Melani Budianta
Melani Budianta (lahir di Malang, Jawa Timur, 16 Mei 1954) adalah seorang akademisi, intelektual publik, dan aktivis. Ia merupakan guru besar di Fakultas Ilmu Pengetahuan Budaya Universitas Indonesia dengan kepakaran di bidang kajian gender dan poskolonialisme, sastra bandingan, dan kajian budaya.
Melani Budianta | |
---|---|
Lahir | 15 Juni 1954 |
Kebangsaan | Indonesia |
Pekerjaan | Akademisi |
Dikenal atas | Gerakan Perempuan, Kritikus Sastra dan Kajian Budaya |
Pendidikan
Melani Budianta mendapat gelar Sarjana dari Sastra Inggris, Fakultas Ilmu Pengetahuan Budaya (d/h Fakultas Sastra) Universitas Indonesia pada tahun 1979. Ia kemudian meraih gelas Master dalam bidang Kajian Amerika dari University of Southern California (1981) dan Ph.D. dalam bidang Sastra Inggris dari Cornell University (1992).
Gerakan Perempuan
Di Indonesia, Melani Budianta dikenal sebagai intelektual publik yang aktif dalam gerakan perempuan. Ia turut mendirikan Suara Ibu Peduli,[1] kelompok perempuan yang sangat berperan dalam Reformasi 1998 lewat “Politik Susu” yang menggugat dampak kebijakan ekonomi pemerintah terhadap anak-anak dan perempuan. Suara Ibu Peduli turut menyokong aksi mahasiswa 1998 dengan menyalurkan nasi bungkus, uang, obat-obatan, dan tenaga mereka. Dengan menggunakan istilah “Ibu” sebagai payung besar, Suara Ibu Peduli melakukan redefinisi atas konstruksi “Ibu” Orde Baru yang apolitis dan terbatas di wilayah domestik.

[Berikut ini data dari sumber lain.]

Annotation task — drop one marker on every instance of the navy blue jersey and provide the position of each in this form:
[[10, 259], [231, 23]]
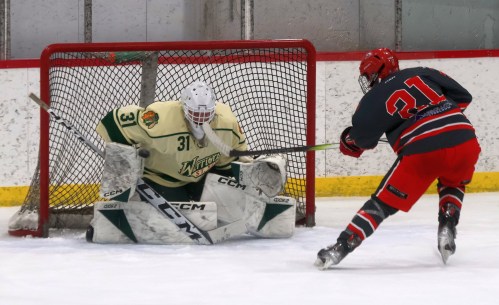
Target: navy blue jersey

Segera setelah kerusuhan Mei 1998, Melani Budianta memprotes Menteri Urusan Peranan Wanita lewat sebuah surat terbuka berjudul yang terbit di Media Indonesia. Melani menggugat sikap diam Menteri UPW ketika masalah perkosaan terhadap perempuan merebak di media massa dan di kalangan tokoh-tokoh masyarakat.[2]
Melani menggarisbawahi pentingnya gerakan perempuan yang bermunculan di akhir 1990-an sekaligus bersikap kritis atasnya. Ini tercermin lewat tulisannya, "The Blessed Tragedy: The Making of Women's Activism during the Reformasi Years (1998-1999)," sebuah tulisan dalam buku Challenging Authoritarianism in Southeast Asia: Comparing Malaysia and Indonesia (2003). Minatnya pada isu perempuan mendorongnya untuk turut mendirikan Women's Research Institute, sebuah institusi penelitian berperspektif feminis, pada tahun 2002.

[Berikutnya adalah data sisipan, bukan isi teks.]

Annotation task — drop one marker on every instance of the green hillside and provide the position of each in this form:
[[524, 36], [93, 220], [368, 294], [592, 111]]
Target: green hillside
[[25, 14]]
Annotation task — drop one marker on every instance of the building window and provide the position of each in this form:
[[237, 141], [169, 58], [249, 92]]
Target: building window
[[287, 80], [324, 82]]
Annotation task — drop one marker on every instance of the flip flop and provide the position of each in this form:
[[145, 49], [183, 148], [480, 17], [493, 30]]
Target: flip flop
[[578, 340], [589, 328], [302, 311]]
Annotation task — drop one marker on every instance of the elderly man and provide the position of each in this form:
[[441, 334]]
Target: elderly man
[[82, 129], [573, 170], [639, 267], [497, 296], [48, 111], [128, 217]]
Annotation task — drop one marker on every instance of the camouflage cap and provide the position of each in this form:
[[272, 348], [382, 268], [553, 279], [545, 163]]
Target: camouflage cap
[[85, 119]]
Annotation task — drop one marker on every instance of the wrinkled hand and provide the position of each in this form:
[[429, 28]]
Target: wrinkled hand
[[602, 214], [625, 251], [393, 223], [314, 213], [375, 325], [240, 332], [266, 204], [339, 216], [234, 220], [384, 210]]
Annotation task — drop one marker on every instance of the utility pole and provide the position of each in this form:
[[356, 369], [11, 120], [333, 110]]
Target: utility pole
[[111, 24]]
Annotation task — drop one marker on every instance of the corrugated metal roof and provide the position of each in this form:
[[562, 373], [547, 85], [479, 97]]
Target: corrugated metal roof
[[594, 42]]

Dunia Akademis dan Jaringan Internasional
Sebagai akademisi, ruang gerak Melani tidak hanya terbatas di Indonesia, sebagaimana yang terlihat lewat publikasi sekaligus keterlibatan aktifnya di jaringan akademi internasional. Melani telah menerbitkan tulisan tentang gender, sastra, dan identitas budaya di sejumlah jurnal seperti Signs, Review of Indonesian and Malaysian Affairs, Nivedini: Journal of Gender Studies, Asian Exchange, maupun antologi seperti Self and Subject in Motion-Southeast Asian and Pacific Cosmopolitans (ed. Katherine Robinson), Challenging Authoritarianism in Southeast Asia: Comparing Malaysia and Indonesia (eds. Ariel Heryanto & Sumit Mandal), Clearing a Space: Postcoloniality and Indonesian Literature (eds. Keith Foulcher & Tony Day).

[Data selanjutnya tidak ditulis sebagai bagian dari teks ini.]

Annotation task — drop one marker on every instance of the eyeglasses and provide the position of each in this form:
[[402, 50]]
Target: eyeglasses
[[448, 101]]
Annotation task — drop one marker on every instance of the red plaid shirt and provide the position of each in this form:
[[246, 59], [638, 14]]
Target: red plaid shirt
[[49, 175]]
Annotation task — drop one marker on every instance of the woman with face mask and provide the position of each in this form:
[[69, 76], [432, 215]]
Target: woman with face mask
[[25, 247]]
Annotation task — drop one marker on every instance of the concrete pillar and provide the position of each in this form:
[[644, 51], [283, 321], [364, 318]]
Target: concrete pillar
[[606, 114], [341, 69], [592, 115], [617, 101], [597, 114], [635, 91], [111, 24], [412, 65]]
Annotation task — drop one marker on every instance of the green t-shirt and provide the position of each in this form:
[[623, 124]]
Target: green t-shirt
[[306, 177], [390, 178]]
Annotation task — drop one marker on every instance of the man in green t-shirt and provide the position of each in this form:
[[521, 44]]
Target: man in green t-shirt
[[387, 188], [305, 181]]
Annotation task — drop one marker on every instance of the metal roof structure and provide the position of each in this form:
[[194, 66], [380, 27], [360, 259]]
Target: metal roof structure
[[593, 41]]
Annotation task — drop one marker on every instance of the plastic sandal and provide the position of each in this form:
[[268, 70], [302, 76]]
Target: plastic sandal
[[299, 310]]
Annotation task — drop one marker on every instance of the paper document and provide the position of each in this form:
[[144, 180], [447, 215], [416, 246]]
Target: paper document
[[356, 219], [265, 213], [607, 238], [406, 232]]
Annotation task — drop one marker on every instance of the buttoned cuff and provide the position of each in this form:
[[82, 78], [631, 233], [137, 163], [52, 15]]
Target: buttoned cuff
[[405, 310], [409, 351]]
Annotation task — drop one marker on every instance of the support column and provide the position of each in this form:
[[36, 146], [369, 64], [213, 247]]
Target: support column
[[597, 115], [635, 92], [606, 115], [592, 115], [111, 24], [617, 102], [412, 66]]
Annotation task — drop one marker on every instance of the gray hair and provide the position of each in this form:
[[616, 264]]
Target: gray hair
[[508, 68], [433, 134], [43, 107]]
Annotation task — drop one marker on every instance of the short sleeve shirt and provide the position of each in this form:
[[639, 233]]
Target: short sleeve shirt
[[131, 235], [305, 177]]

Melani terus aktif dalam mencari titik temu dan kolaborasi antar-peneliti di jaringan akademi internasional. Ia merupakan editor Inter-Asia Cultural Studies, fellow di Asian Regional Exchange for New Alternative (ARENA), dan anggota komite seleksi SEASREP (Southeast Asian Studies Regional Exchange Program) dan API (Asian Public Intellectual). Ia juga pernah menjadi anggota Badan Penasihat ASF (Asian Scholarship Foundation).
Demokrasi dan Pluralisme
Tulisan Melani kerap menelaah persoalan hubungan antara demokrasi, pluralisme dan politik identitas dari sudut pandang budaya, sebagaimana yang dituangkannya dalam artikel "Plural Identities: Indonesian Women's Redefinition of Democracy in the Post-Reformasi Era" (Review of Indonesian and Malaysian Affairs, 2006). Perhatian Melani terhadap perubahan budaya, sosial, dan politik di Indonesia tidak hanya terfokus pada isu perempuan, tetapi juga posisi orang Tionghoa di Indonesia. Tulisannya tentang budaya Tionghoa di Indonesia antara lain adalah “The Dragon Dance: Shifting Meaning of Chineseness in Indonesia.”[3]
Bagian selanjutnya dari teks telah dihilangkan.